年明け。サイパンで、ヌードのグラビアとイメージビデオを撮影した。サイパンロケの最終日から、社長からAV出演の説得が始まった。社長たちの説得は半年以上続いたという。無理だと断っても「わがままだ」と怒られた。「AVに出たら、あなたがやりたい音楽活動も面倒みる」「タワーマンションに住ませる」。打ち合わせが嫌になったが、「映画の話がある」「音楽界の大物に会わせる」と別の仕事の話で呼び出され、結局はAV出演の説得が続いた。

 大学時代には東日本大震災の被災地にボランティアに駆けつけた。「人をだましたりする人なんかいないと思っていた」。今思えば、そんな人柄にもつけ込まれていた。

 「私の中では、男性とからみのあるAVは遠い存在で、出演は無理です」。勇気を出してそう言っても「今は時代が変わっているのに、あなたは職業差別をしている。あなたはAV女優さんはみんなゴミだとでも思ってんの?」とたたみかけられたという。「出演している女優さんの人権を考えると、AVに出たくないと思っている自分もいけないんじゃないかと思ってしまった」。

 それでも、自分の中ではAVには出たくなかった。説得を受けながら「私がやりたいのは音楽なのに、なんでヌードになって、今度はAVに出ることになってしまっているんだろう?」。自分の意志と違う展開がどんどん進み、どうしようもなく、悔しくて涙が出た。事務所で十数人の男性に取り囲まれ、説得を受けたこともあったという。

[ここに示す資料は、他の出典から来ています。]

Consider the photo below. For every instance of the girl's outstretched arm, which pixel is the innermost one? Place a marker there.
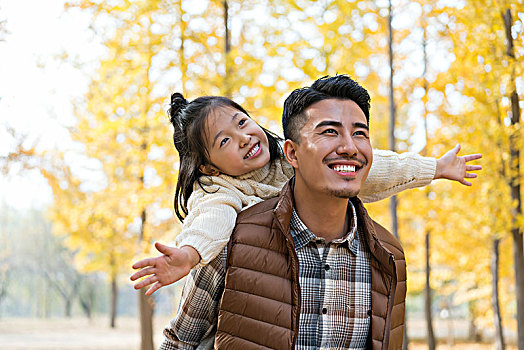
(392, 173)
(451, 166)
(163, 270)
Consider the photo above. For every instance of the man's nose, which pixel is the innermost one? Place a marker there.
(347, 146)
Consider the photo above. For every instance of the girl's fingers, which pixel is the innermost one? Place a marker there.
(471, 157)
(142, 273)
(144, 263)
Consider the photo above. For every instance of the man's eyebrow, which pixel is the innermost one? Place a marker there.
(339, 124)
(329, 123)
(233, 117)
(361, 125)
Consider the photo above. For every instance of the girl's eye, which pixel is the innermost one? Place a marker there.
(223, 142)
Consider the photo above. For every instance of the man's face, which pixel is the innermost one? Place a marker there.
(334, 154)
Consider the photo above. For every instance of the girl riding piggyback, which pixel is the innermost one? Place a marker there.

 実際、音楽界の有名人に会わせてもらったこともある。「本当に芸能界に影響力がある事務所なのかも」と思った。恥ずかしくて誰にも相談できず、毎晩泣きながら書く日記だけが「相談相手」だった。そんな日々を過ごすうち、次第に「1%でも信じてみよう」と思うようになっていた。「出たら音楽できますね。絶対、信用できますね」。念を押し、最後の最後に承諾すると、すぐに撮影の段取りが進んでいった。